If there were a TV sitcom with programming languages as characters, then the biggest hit among the FinTech crowd would be “Everybody Loves Python.”

But why, exactly, has Python become the go-to programming language for applications across the finance industry? Think power, ubiquity and transparency.

First and foremost, Python is a powerful and versatile language. It’s easy to learn and use, making it an ideal choice for both experienced programmers and newcomers to the field — making it easy for FinTech developers to fill and swap out positions as needed. Python also has a veritable army of developers, who all freely contribute to a vast range of libraries and frameworks that makes every other Python developer’s life that much easier. Python programmers can quickly and easily access a wide variety of tools and resources to help them build high-quality applications — and that network of tools grows day by day.

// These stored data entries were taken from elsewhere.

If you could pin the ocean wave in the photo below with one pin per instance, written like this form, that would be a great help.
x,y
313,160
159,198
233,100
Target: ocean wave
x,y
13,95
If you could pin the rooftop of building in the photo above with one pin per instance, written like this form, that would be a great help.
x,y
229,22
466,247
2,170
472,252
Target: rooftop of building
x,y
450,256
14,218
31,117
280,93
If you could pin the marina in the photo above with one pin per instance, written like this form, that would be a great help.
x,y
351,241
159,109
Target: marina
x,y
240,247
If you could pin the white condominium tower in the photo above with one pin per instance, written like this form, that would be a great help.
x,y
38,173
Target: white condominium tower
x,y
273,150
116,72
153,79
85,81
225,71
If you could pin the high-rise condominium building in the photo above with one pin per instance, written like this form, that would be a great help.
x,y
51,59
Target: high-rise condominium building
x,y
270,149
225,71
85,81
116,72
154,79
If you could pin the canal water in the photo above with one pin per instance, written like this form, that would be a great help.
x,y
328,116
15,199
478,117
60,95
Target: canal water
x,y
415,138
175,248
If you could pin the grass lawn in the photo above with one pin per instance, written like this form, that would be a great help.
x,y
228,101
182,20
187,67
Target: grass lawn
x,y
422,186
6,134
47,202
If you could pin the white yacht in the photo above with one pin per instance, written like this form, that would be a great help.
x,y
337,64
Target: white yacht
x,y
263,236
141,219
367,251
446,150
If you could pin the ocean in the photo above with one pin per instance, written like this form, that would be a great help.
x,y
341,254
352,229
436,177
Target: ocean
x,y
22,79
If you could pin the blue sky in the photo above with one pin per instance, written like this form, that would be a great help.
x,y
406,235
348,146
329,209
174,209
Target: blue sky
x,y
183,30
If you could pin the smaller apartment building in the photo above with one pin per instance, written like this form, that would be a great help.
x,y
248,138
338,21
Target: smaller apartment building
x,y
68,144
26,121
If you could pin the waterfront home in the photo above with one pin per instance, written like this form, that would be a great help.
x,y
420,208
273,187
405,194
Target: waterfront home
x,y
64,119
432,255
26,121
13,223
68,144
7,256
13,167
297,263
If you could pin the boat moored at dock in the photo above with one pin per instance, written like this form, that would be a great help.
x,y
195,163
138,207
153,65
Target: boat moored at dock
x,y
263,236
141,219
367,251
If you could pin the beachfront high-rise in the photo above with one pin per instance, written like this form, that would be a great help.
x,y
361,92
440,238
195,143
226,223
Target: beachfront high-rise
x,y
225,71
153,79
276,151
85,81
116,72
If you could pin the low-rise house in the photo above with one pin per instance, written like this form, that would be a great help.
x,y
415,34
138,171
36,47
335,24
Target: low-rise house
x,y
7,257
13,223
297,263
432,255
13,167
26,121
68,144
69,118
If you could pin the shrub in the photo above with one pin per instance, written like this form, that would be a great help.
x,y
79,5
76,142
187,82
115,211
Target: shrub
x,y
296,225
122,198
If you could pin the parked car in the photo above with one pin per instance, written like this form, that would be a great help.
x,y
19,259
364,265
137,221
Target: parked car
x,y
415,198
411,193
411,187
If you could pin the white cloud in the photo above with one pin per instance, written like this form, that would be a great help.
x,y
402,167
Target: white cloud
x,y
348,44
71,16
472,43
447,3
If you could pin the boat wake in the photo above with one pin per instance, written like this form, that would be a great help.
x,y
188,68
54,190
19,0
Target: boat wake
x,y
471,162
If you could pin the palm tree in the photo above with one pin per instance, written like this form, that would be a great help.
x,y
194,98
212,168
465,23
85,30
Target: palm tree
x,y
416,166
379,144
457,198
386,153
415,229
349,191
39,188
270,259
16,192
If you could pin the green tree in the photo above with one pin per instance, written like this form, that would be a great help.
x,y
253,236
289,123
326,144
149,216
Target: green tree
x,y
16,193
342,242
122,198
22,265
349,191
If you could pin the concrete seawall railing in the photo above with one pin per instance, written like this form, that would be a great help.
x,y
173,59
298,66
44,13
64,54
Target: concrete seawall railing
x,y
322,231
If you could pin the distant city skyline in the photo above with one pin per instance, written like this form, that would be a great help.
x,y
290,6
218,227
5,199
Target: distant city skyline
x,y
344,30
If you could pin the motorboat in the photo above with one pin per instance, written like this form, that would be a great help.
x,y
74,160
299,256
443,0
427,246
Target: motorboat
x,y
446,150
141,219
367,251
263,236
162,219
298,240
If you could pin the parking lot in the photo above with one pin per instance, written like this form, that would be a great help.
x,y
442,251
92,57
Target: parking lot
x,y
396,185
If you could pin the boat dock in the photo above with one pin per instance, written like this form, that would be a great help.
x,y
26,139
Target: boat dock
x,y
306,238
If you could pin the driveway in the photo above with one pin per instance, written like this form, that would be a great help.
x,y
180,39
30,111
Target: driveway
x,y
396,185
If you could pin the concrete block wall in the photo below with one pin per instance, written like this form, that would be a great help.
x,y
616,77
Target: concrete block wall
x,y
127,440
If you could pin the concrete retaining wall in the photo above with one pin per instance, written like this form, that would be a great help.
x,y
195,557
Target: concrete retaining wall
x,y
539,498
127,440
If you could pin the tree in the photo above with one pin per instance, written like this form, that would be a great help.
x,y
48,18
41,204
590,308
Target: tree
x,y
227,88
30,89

Python also has a solid reputation for being able to handle large amounts of data — no small thing in FinTech. Financial institutions generate vast amounts of data every day, and Python’s utility in data analysis and manipulation make it a top choice for processing and interpreting lots of data. What’s more, since machine learning has become so essential to data analysis, programmers have leaned into Python’s capabilities for machine learning and artificial intelligence. Python powers applications covering fraud detection, risk assessment investment analysis and more.

Python also plays nicely with others, and is known for its interoperability with other languages and systems. Financial institutions tend to have complex IT infrastructures that include multiple programming languages, legacy systems and third-party software. So Python’s flexibility and ability to integrate with other systems and languages make it a valuable tool for the developers who’ve been tasked with creating applications that can slide in easily into these environments.

Many developers love the fact that Python is an open-source language, free to use and modified and/or distributed by anyone. For companies looking to  save money, this means they can reduce software development costs and make development teams more collaborative. 

Finally, FinTech and financial services are often fans of how well Python lends itself to rapid prototyping and development. Financial institutions are constantly looking for new ways to improve their services and stay ahead of the competition. Python’s ease of use and versatility make it ideal for quickly building and testing new applications and features.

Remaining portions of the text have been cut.